Agence France-Presse
April 30, 2024
Books under lock and key
A new “council of experts” set up in Russia is leveraging a decade-old law against gay “propaganda” to censure books. The move marks a new stage in the Kremlin’s control of information by targeting a broad array of literature, a cultural domain that has long enjoyed a special latitude in the country.
What do the novels, “A Home at the End of the World” by US writer Michael Cunningham, “Giovanni’s Room” by the late James Baldwin and “Heritage” by Russian writer Vladimir Sorokin have in common? These three works have not been sold in Russia since April 22 following a recommendation from a new institution that is emerging as a censorship body, according to Russian business daily Vedomosti.
The books were the first targets of a new council set up by the Russian Book Union, a nominally independent body representing publishing professionals. The council decided the works contravened article 6.21 of Russia’s code of administrative offences, which prohibits “propaganda” advocating “non-traditional sexual relationships” but is often used to target anyone “sharing positive and even neutral information” about LGBT people, according to Human Rights Watch.
A list of endangered books
The new council is “part of a broader information-warfare crackdown related to the anti-gay-propaganda law", said Jeff Hawn, a Russia specialist at the London School of Economics.
Russia first passed a law against “gay propaganda” in 2013, expanding it in 2022 to outlaw depictions of same-sex relationships from advertisements, films, video games and books.

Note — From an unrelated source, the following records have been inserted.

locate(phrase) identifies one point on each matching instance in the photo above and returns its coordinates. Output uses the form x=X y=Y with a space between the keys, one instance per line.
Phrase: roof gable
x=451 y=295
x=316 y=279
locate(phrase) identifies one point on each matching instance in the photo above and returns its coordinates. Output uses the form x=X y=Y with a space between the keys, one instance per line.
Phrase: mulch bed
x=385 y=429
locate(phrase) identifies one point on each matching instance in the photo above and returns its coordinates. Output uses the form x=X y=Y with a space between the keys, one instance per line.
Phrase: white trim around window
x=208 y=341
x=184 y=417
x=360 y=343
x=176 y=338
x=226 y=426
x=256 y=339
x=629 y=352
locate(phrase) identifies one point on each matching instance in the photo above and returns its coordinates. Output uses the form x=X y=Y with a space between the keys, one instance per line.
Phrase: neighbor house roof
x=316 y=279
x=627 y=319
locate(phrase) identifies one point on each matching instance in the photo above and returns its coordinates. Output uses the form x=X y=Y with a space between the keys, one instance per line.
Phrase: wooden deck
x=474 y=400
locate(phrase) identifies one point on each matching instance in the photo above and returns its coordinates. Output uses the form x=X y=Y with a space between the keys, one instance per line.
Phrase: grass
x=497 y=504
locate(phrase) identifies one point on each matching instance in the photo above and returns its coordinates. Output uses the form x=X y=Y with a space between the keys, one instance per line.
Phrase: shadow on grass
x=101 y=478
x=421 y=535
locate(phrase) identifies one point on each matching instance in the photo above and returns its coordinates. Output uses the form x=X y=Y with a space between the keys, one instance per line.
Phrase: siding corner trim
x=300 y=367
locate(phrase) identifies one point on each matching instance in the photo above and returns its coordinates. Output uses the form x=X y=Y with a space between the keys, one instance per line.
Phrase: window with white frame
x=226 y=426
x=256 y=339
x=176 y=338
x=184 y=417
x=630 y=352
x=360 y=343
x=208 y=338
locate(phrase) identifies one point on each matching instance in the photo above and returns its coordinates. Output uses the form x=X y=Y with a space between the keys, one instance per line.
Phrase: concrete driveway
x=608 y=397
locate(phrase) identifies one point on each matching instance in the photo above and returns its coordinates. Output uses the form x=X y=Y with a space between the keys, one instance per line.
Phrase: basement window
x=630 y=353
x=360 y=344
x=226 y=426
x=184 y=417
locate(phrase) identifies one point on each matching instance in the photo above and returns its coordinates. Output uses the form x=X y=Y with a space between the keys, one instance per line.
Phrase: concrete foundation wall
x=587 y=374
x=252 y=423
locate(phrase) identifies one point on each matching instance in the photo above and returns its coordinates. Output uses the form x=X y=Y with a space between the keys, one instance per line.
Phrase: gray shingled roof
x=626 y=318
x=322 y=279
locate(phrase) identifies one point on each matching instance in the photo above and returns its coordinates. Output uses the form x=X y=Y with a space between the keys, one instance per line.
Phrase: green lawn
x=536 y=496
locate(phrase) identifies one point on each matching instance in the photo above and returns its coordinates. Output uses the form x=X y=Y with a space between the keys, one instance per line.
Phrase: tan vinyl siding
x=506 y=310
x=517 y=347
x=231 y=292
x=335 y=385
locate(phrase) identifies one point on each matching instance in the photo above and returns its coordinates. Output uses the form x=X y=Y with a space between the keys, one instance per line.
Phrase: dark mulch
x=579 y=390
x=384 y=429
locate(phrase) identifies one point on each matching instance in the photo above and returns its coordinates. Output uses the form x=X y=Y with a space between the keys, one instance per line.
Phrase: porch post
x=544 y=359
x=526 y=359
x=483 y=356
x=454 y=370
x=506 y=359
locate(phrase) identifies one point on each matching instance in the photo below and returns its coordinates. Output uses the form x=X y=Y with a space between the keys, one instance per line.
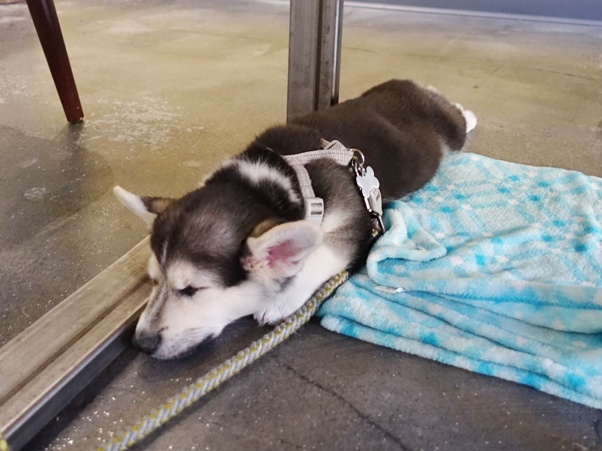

Going even further, Russia's Supreme Court banned international LGBT activism as an “extremist movement” last November.
Under the expanded law, Russia’s media regulator was given the right to ban any website engaged in “the promotion of homosexuality and other non-traditional sexual preferences”. The Duma was careful not to define the contours of what was meant by “promotion”, leaving the door open to wide interpretation.
The Russian publishing world has long been concerned about the risk of censorship arising from these laws. In early 2022, an independent Russian journalist published a list of 250 books at risk of being withdrawn from sale. At the time, authorities described the list as unnecessarily alarmist; however, the three novels withdrawn by major Russian publishers were on it.
Despite the expansion of the anti-gay legislation, works on the list continued to be sold and, on the whole, literature did not seem to suffer the same censorship as other media such as television or the internet.
“Literature has always enjoyed a special status (in Russia) because censorship of books was a very important part of the Soviet regime,” said Hawn. “And freedom for writers after the fall of the Soviet Union was enshrined.”
But the authors critical of President Vladimir Putin and his full-scale invasion of Ukraine – such as Boris Akunin, a writer of historical thrillers branded a “terrorist” by the Kremlin – seem to have disappeared from bookshops since 2022, according to Meduza, an independent Russian news outlet. Meduza itself has been based in Riga since the start of the Ukraine war and subsequent media crackdown.
The Kremlin's relative leniency towards literature stems first from the fact that mass media is more influential on public opinion, according to Stephen Hutchings, a specialist in Russian and Soviet cultural history at the University of Manchester.
“What people see in the news [and the] press is much more significant, in that regard, than what is portrayed in fictional writing,” said Hutchings. “So it’s more pressing to control these platforms.”
Allowing the world of literature relative freedom enabled the authorities to distance themselves from the known excesses of the Soviet era, Hawn said.
‘The role of resistance’
The attachment Russians have to the independence of their writers dates from Tsarist times, when there was also censorship, noted Hutchings. “Writers have always played the role of resistance” and been seen as the “political conscience” of Russia, he said.
Alexander Pushkin – a “poet obsessed with the idea of revolution”, according to the late Russian linguist Efim Etkind –was forced into exile by Emperor Alexander I in 1820.
The esteem Russians have for writers also explains why Putin’s government has long hesitated to attack literature too openly; the Kremlin did not even set up the new council. Even so, “the people on board should tell you a lot about the independence of it”, said Hutchings. Indeed, members of the Orthodox Church and the army – two institutions subservient to the government – sit on its panel.
But the new “book police” may have been established a bit too long after Russia’s full-scale invasion of Ukraine. “Since the start of the war you have two types of authors,” explains Hutchings. “Those who choose to stay and have to exert some self-censorship and those, like Boris Akunin or Mikhail Shishkin, who criticise from foreign countries.”
The new council may instead serve to codify “what is deemed acceptable or not within the book publishing world in Russia”, Hutchings says.
Until now, publishers and writers have been left to their own devices, which leads to a kind of partial censorship, with books or writers disappearing from certain online platforms while still being available elsewhere.
“The signaling purpose of this new body is important because it indicates what the red lines are,” said Hutchings. “The Kremlin knows very well that in this hyperconnected world, you cannot fully suppress access to these writings.”